El sacerdote se retiró como capellán, con el grado de mayor, en 1904. El presidente Roosevelt, por encima de las objeciones del futuro presidente William Taft, decidió nombrarle para una superintendencia gubernamental de estudiantes filipinos que habían recibido becas para estudiar en Estados Unidos.

Tras ese trabajo, Vattmann participó en un programa que facilitaba el asentamiento de inmigrantes católicos en Estados Unidos. Por ese motivo hay una ciudad con su nombre en Texas. En su «retiro», Vattmann ejerció su ministerio en la parroquia católica de Wilmette, Illinois, y allí murió en 1919.

Los católicos estadounidenses tienden a puntuar bajo en los índices de lo que podríamos llamar «identidad católica». Por eso necesitamos la historia católica. Pensemos en el personaje de ficción de un amnésico que no puede recordar quién es: no conocer tu pasado es no saber quién eres.

Nuestra sociedad, en constante proceso de transformarse (casi siempre para peor) da un codazo de prioridad a «reinventarse». Es una crisis que John Sutherland asoció a vivir en Los Ángeles en su libro «Last Drink to LA»: «California es, en el fondo, una cultura de inmigrantes en la que tu pasado está tan lejos geográficamente que se pierde, se abandona y se olvida como las etapas de combustible de un cohete.

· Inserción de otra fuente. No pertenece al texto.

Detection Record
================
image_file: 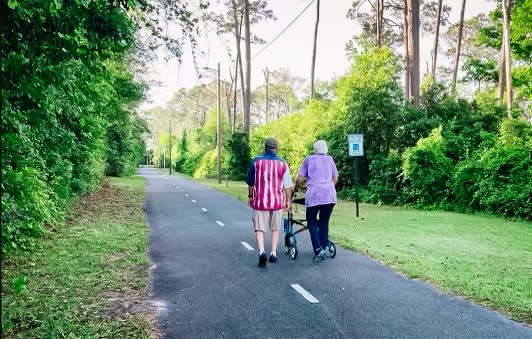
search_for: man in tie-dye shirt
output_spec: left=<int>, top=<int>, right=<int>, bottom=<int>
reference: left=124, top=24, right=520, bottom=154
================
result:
left=246, top=138, right=293, bottom=267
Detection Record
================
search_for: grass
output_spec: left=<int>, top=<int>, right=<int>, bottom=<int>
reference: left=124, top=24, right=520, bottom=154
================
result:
left=2, top=176, right=155, bottom=338
left=194, top=179, right=532, bottom=326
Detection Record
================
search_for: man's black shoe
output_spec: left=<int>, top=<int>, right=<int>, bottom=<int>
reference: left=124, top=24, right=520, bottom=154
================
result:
left=259, top=252, right=268, bottom=267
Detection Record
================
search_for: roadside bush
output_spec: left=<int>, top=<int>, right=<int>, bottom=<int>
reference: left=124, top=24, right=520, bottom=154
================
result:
left=452, top=157, right=483, bottom=212
left=1, top=167, right=56, bottom=252
left=366, top=150, right=402, bottom=204
left=224, top=132, right=251, bottom=180
left=193, top=150, right=216, bottom=178
left=402, top=127, right=452, bottom=208
left=475, top=119, right=532, bottom=220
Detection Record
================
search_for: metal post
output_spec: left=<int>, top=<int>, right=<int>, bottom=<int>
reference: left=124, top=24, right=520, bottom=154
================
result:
left=355, top=157, right=358, bottom=218
left=168, top=120, right=172, bottom=175
left=216, top=63, right=222, bottom=184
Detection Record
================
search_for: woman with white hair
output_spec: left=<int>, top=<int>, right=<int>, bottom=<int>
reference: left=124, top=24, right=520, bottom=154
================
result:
left=296, top=140, right=338, bottom=262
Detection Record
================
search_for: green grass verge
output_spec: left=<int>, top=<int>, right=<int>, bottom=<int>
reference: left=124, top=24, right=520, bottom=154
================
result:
left=2, top=176, right=155, bottom=338
left=194, top=179, right=532, bottom=325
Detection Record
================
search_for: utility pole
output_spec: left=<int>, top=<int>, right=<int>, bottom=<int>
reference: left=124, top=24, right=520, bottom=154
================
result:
left=168, top=120, right=172, bottom=175
left=216, top=63, right=222, bottom=184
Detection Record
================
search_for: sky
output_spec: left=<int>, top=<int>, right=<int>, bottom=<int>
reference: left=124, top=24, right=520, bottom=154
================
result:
left=141, top=0, right=495, bottom=109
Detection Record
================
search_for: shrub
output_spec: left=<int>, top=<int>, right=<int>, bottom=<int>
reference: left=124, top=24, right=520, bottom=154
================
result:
left=367, top=150, right=402, bottom=204
left=402, top=128, right=452, bottom=207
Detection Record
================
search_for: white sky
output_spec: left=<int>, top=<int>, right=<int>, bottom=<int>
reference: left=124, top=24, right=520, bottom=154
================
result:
left=139, top=0, right=495, bottom=108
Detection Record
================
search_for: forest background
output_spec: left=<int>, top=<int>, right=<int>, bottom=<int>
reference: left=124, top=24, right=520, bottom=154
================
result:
left=0, top=0, right=532, bottom=253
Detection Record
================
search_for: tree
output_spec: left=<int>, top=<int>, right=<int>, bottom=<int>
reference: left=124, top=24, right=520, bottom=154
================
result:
left=244, top=0, right=251, bottom=136
left=502, top=0, right=512, bottom=113
left=310, top=0, right=320, bottom=100
left=406, top=0, right=420, bottom=107
left=431, top=0, right=443, bottom=79
left=451, top=0, right=466, bottom=94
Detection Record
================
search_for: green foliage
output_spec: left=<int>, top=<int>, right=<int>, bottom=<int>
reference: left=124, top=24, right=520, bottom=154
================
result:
left=462, top=58, right=499, bottom=88
left=193, top=150, right=217, bottom=179
left=224, top=132, right=251, bottom=180
left=250, top=100, right=331, bottom=175
left=365, top=150, right=403, bottom=205
left=322, top=48, right=403, bottom=188
left=175, top=129, right=188, bottom=172
left=401, top=128, right=453, bottom=207
left=0, top=0, right=143, bottom=252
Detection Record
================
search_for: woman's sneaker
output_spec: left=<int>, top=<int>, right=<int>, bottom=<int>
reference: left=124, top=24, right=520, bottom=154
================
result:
left=259, top=252, right=268, bottom=267
left=312, top=248, right=325, bottom=263
left=327, top=242, right=336, bottom=258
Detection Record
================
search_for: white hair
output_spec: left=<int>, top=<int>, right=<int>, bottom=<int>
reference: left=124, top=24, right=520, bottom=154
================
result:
left=314, top=140, right=328, bottom=154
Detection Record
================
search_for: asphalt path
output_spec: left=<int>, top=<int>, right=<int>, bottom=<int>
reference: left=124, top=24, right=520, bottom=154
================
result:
left=140, top=168, right=532, bottom=338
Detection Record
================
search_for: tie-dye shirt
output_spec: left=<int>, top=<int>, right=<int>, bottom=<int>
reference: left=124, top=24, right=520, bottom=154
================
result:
left=246, top=150, right=293, bottom=211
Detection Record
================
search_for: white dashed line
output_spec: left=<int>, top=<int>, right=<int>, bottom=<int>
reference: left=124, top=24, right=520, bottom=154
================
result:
left=240, top=241, right=255, bottom=251
left=290, top=284, right=319, bottom=304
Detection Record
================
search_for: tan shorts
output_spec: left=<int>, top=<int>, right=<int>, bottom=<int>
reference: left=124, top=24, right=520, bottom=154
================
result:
left=252, top=210, right=283, bottom=232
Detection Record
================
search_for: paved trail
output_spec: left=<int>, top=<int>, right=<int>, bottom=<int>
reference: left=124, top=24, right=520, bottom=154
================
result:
left=140, top=168, right=532, bottom=338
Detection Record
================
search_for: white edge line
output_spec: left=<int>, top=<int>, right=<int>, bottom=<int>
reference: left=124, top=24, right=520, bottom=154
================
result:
left=240, top=241, right=255, bottom=251
left=290, top=284, right=319, bottom=304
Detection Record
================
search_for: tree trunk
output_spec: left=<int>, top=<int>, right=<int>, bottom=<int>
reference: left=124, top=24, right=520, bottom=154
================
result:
left=231, top=0, right=246, bottom=123
left=432, top=0, right=443, bottom=81
left=263, top=68, right=270, bottom=123
left=407, top=0, right=420, bottom=107
left=497, top=39, right=506, bottom=102
left=310, top=0, right=320, bottom=101
left=502, top=0, right=513, bottom=114
left=375, top=0, right=384, bottom=47
left=403, top=0, right=411, bottom=102
left=244, top=0, right=251, bottom=135
left=232, top=55, right=240, bottom=133
left=451, top=0, right=466, bottom=95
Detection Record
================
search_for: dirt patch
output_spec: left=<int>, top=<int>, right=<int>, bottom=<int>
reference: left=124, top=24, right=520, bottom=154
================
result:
left=100, top=292, right=157, bottom=319
left=67, top=180, right=143, bottom=224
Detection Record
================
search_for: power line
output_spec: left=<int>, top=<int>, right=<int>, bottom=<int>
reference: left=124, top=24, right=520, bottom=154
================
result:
left=251, top=0, right=316, bottom=59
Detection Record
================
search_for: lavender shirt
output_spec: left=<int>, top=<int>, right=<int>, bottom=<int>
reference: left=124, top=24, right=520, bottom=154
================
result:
left=298, top=154, right=338, bottom=207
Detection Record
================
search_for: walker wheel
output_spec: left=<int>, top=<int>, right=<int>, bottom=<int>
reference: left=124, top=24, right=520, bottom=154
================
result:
left=329, top=241, right=336, bottom=258
left=290, top=246, right=298, bottom=260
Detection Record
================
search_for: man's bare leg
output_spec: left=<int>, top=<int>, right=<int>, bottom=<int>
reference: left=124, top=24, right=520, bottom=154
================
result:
left=272, top=230, right=279, bottom=256
left=255, top=231, right=264, bottom=254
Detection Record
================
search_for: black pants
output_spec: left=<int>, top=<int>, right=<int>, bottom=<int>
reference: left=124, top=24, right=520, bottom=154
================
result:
left=306, top=204, right=334, bottom=254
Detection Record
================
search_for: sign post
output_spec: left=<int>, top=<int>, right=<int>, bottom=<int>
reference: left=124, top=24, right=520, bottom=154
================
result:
left=347, top=134, right=364, bottom=218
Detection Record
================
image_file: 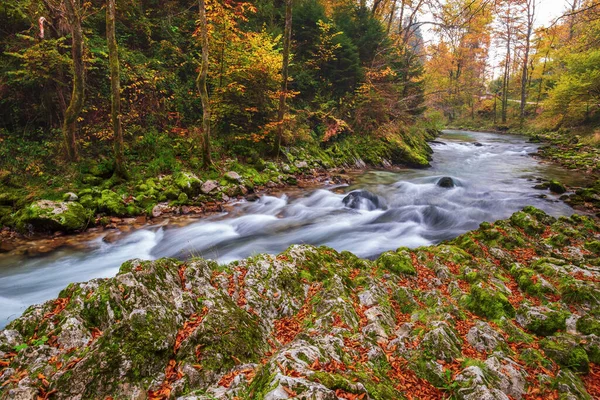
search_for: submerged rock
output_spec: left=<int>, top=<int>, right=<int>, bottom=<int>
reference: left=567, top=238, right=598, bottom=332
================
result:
left=437, top=176, right=456, bottom=188
left=342, top=190, right=380, bottom=210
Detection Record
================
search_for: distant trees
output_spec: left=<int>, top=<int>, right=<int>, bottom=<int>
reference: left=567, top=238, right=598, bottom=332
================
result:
left=196, top=0, right=212, bottom=168
left=274, top=0, right=292, bottom=157
left=106, top=0, right=128, bottom=179
left=63, top=0, right=85, bottom=161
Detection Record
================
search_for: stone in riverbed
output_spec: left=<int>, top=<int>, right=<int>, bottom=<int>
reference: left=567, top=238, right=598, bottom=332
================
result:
left=548, top=181, right=567, bottom=194
left=200, top=181, right=219, bottom=194
left=342, top=190, right=380, bottom=210
left=17, top=200, right=91, bottom=232
left=225, top=171, right=242, bottom=182
left=437, top=176, right=456, bottom=189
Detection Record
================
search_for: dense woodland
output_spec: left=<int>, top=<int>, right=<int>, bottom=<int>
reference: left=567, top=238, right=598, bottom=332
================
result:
left=0, top=0, right=600, bottom=225
left=0, top=0, right=600, bottom=177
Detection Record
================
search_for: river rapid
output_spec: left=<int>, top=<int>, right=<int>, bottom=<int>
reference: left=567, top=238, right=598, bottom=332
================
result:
left=0, top=131, right=585, bottom=328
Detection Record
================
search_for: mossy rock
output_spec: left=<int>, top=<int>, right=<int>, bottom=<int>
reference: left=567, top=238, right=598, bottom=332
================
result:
left=375, top=249, right=417, bottom=275
left=525, top=310, right=570, bottom=336
left=17, top=200, right=92, bottom=232
left=510, top=210, right=546, bottom=236
left=576, top=315, right=600, bottom=337
left=540, top=335, right=590, bottom=373
left=97, top=189, right=129, bottom=217
left=173, top=172, right=202, bottom=197
left=548, top=180, right=567, bottom=194
left=585, top=240, right=600, bottom=255
left=466, top=285, right=515, bottom=319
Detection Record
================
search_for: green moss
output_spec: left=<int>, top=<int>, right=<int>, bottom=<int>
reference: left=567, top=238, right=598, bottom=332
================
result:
left=585, top=240, right=600, bottom=254
left=97, top=189, right=128, bottom=217
left=16, top=200, right=92, bottom=232
left=375, top=249, right=417, bottom=275
left=548, top=180, right=567, bottom=194
left=540, top=336, right=590, bottom=373
left=576, top=315, right=600, bottom=337
left=526, top=310, right=570, bottom=336
left=466, top=285, right=515, bottom=319
left=520, top=348, right=552, bottom=368
left=173, top=172, right=202, bottom=197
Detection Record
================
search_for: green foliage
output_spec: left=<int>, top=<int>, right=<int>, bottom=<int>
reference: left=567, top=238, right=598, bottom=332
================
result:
left=466, top=285, right=515, bottom=319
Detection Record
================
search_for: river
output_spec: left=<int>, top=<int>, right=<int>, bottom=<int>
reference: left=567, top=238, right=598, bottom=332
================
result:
left=0, top=131, right=584, bottom=328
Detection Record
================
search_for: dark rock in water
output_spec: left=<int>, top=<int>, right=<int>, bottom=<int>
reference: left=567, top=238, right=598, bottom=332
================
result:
left=246, top=193, right=260, bottom=201
left=342, top=190, right=380, bottom=210
left=437, top=176, right=456, bottom=188
left=548, top=181, right=567, bottom=194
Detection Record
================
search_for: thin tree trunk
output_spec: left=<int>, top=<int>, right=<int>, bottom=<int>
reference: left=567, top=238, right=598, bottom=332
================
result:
left=274, top=0, right=292, bottom=157
left=501, top=33, right=511, bottom=124
left=519, top=0, right=535, bottom=126
left=387, top=0, right=397, bottom=35
left=63, top=0, right=85, bottom=161
left=196, top=0, right=212, bottom=168
left=106, top=0, right=128, bottom=179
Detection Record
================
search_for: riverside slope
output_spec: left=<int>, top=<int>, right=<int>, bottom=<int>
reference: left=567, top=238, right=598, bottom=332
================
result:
left=0, top=207, right=600, bottom=400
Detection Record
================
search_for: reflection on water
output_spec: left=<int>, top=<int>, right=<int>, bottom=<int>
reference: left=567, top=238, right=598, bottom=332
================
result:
left=0, top=131, right=582, bottom=327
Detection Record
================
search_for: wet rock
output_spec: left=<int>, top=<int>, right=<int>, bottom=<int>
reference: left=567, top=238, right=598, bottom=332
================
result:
left=294, top=161, right=308, bottom=171
left=200, top=181, right=219, bottom=194
left=342, top=190, right=380, bottom=210
left=63, top=192, right=79, bottom=201
left=467, top=321, right=504, bottom=352
left=540, top=334, right=590, bottom=373
left=437, top=176, right=456, bottom=188
left=225, top=171, right=242, bottom=182
left=455, top=365, right=509, bottom=400
left=152, top=203, right=171, bottom=218
left=548, top=181, right=567, bottom=194
left=556, top=369, right=592, bottom=400
left=17, top=200, right=91, bottom=232
left=485, top=352, right=527, bottom=400
left=516, top=304, right=569, bottom=336
left=420, top=321, right=461, bottom=361
left=173, top=172, right=202, bottom=197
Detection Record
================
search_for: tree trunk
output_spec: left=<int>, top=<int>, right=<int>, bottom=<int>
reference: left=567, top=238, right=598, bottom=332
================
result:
left=501, top=34, right=511, bottom=124
left=519, top=0, right=536, bottom=126
left=196, top=0, right=212, bottom=168
left=106, top=0, right=128, bottom=179
left=63, top=0, right=85, bottom=161
left=274, top=0, right=292, bottom=157
left=386, top=0, right=397, bottom=35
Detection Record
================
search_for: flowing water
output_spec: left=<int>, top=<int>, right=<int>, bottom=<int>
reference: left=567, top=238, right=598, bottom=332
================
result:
left=0, top=131, right=583, bottom=328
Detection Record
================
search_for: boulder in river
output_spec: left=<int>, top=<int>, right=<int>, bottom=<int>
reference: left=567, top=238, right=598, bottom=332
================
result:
left=437, top=176, right=456, bottom=188
left=342, top=190, right=380, bottom=210
left=201, top=181, right=219, bottom=194
left=225, top=171, right=242, bottom=182
left=548, top=180, right=567, bottom=194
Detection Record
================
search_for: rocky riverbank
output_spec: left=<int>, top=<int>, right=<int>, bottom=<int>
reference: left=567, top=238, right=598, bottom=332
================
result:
left=0, top=132, right=435, bottom=245
left=0, top=208, right=600, bottom=400
left=531, top=132, right=600, bottom=217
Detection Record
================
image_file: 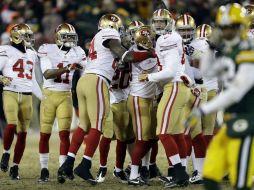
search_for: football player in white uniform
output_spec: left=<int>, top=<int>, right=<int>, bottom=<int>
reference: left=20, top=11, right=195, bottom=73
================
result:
left=38, top=23, right=86, bottom=182
left=60, top=14, right=156, bottom=184
left=189, top=24, right=218, bottom=184
left=127, top=26, right=158, bottom=185
left=139, top=9, right=190, bottom=187
left=0, top=24, right=42, bottom=179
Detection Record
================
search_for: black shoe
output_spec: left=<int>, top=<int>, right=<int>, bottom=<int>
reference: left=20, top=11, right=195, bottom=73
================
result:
left=0, top=153, right=10, bottom=172
left=96, top=167, right=107, bottom=183
left=9, top=165, right=20, bottom=180
left=189, top=170, right=204, bottom=184
left=57, top=156, right=75, bottom=183
left=113, top=169, right=128, bottom=183
left=74, top=158, right=97, bottom=185
left=38, top=168, right=49, bottom=183
left=128, top=177, right=147, bottom=186
left=149, top=164, right=161, bottom=179
left=173, top=165, right=189, bottom=187
left=124, top=165, right=131, bottom=178
left=139, top=166, right=149, bottom=182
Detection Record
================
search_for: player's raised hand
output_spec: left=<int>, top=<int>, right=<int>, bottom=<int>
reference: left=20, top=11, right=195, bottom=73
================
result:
left=0, top=76, right=12, bottom=86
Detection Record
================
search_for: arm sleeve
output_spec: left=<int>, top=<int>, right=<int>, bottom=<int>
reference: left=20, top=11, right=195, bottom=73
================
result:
left=148, top=48, right=180, bottom=82
left=32, top=64, right=43, bottom=100
left=201, top=63, right=254, bottom=114
left=40, top=56, right=52, bottom=74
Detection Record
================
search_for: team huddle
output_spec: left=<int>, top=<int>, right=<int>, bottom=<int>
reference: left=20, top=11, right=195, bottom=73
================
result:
left=0, top=3, right=254, bottom=190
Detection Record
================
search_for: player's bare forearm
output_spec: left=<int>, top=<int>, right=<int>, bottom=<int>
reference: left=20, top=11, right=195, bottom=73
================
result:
left=106, top=39, right=156, bottom=63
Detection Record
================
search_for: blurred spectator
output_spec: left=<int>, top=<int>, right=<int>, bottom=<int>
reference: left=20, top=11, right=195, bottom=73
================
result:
left=42, top=1, right=63, bottom=43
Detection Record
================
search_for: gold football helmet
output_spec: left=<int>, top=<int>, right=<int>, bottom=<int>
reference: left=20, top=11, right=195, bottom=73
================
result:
left=98, top=14, right=123, bottom=31
left=55, top=23, right=78, bottom=47
left=10, top=23, right=35, bottom=47
left=175, top=14, right=196, bottom=43
left=127, top=20, right=144, bottom=36
left=152, top=9, right=174, bottom=35
left=134, top=26, right=155, bottom=49
left=215, top=3, right=246, bottom=26
left=196, top=24, right=212, bottom=39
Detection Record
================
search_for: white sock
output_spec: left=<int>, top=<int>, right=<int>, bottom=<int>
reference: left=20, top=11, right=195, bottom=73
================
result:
left=100, top=164, right=107, bottom=168
left=40, top=153, right=49, bottom=169
left=83, top=155, right=92, bottom=161
left=115, top=166, right=123, bottom=172
left=193, top=158, right=205, bottom=175
left=181, top=158, right=187, bottom=167
left=59, top=155, right=67, bottom=167
left=3, top=150, right=11, bottom=154
left=142, top=149, right=152, bottom=169
left=127, top=143, right=134, bottom=158
left=67, top=152, right=76, bottom=158
left=169, top=154, right=181, bottom=165
left=130, top=165, right=139, bottom=180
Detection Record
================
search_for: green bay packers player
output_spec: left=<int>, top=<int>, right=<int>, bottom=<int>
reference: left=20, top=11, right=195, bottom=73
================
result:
left=190, top=3, right=254, bottom=190
left=127, top=26, right=158, bottom=185
left=60, top=14, right=155, bottom=185
left=38, top=23, right=86, bottom=182
left=0, top=24, right=42, bottom=179
left=139, top=9, right=190, bottom=187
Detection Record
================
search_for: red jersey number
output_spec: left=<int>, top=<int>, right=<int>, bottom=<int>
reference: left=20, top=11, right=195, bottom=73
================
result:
left=12, top=59, right=33, bottom=80
left=88, top=39, right=97, bottom=60
left=54, top=63, right=70, bottom=84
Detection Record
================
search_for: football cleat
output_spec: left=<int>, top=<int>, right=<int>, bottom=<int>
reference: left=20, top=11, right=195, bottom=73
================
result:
left=139, top=166, right=149, bottom=182
left=189, top=170, right=203, bottom=184
left=149, top=164, right=161, bottom=179
left=38, top=168, right=49, bottom=183
left=57, top=156, right=75, bottom=183
left=124, top=164, right=131, bottom=178
left=9, top=165, right=20, bottom=180
left=113, top=169, right=128, bottom=183
left=128, top=177, right=147, bottom=186
left=74, top=158, right=97, bottom=185
left=96, top=167, right=107, bottom=183
left=0, top=153, right=10, bottom=172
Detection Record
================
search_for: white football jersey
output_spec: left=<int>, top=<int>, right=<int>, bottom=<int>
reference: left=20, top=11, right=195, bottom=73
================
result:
left=109, top=66, right=131, bottom=104
left=130, top=45, right=158, bottom=98
left=155, top=31, right=186, bottom=82
left=85, top=28, right=120, bottom=81
left=38, top=44, right=86, bottom=91
left=190, top=39, right=219, bottom=91
left=0, top=45, right=38, bottom=92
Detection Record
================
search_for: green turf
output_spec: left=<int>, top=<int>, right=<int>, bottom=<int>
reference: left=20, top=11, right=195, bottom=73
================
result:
left=0, top=133, right=230, bottom=190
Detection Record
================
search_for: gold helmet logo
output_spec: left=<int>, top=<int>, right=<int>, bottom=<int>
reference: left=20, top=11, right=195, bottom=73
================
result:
left=152, top=9, right=174, bottom=35
left=10, top=23, right=35, bottom=47
left=134, top=26, right=155, bottom=49
left=175, top=14, right=196, bottom=43
left=55, top=23, right=78, bottom=47
left=215, top=3, right=247, bottom=26
left=196, top=24, right=212, bottom=39
left=98, top=14, right=123, bottom=31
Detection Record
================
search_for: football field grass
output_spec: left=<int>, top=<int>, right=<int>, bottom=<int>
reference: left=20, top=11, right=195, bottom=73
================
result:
left=0, top=133, right=230, bottom=190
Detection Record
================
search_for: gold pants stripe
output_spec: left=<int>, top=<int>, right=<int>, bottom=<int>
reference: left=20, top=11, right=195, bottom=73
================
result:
left=160, top=82, right=178, bottom=134
left=236, top=136, right=253, bottom=188
left=96, top=77, right=105, bottom=131
left=132, top=96, right=142, bottom=141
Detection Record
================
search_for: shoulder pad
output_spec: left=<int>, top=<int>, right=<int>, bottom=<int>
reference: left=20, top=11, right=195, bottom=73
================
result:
left=0, top=45, right=9, bottom=56
left=38, top=44, right=56, bottom=57
left=235, top=50, right=254, bottom=64
left=100, top=28, right=120, bottom=40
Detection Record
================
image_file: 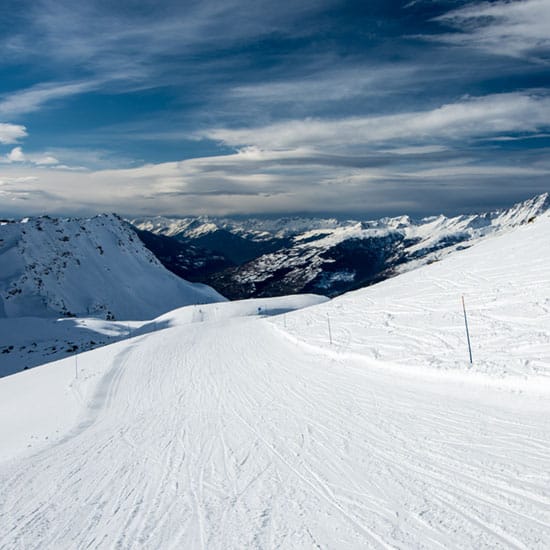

La historia de nuestros antepasados y madres en la fe es más que las partes del cohete espacial desechadas en nuestra trayectoria futura». Libros como la biografía de Hanna sobre el padre Vattmann, y la que escribió sobre el obispo Buenaventura Broderick, son antídotos útiles contra nuestra inclinación a ignorar u olvidar nuestro pasado. Ojalá que esta esbelta biografía estimule a más eruditos a estudiar nuestra historia, dé más perspectiva a los laicos e inspire a los sacerdotes a un modelo de ministerio más heroico y enérgico. Gracias, Sr. Hanna.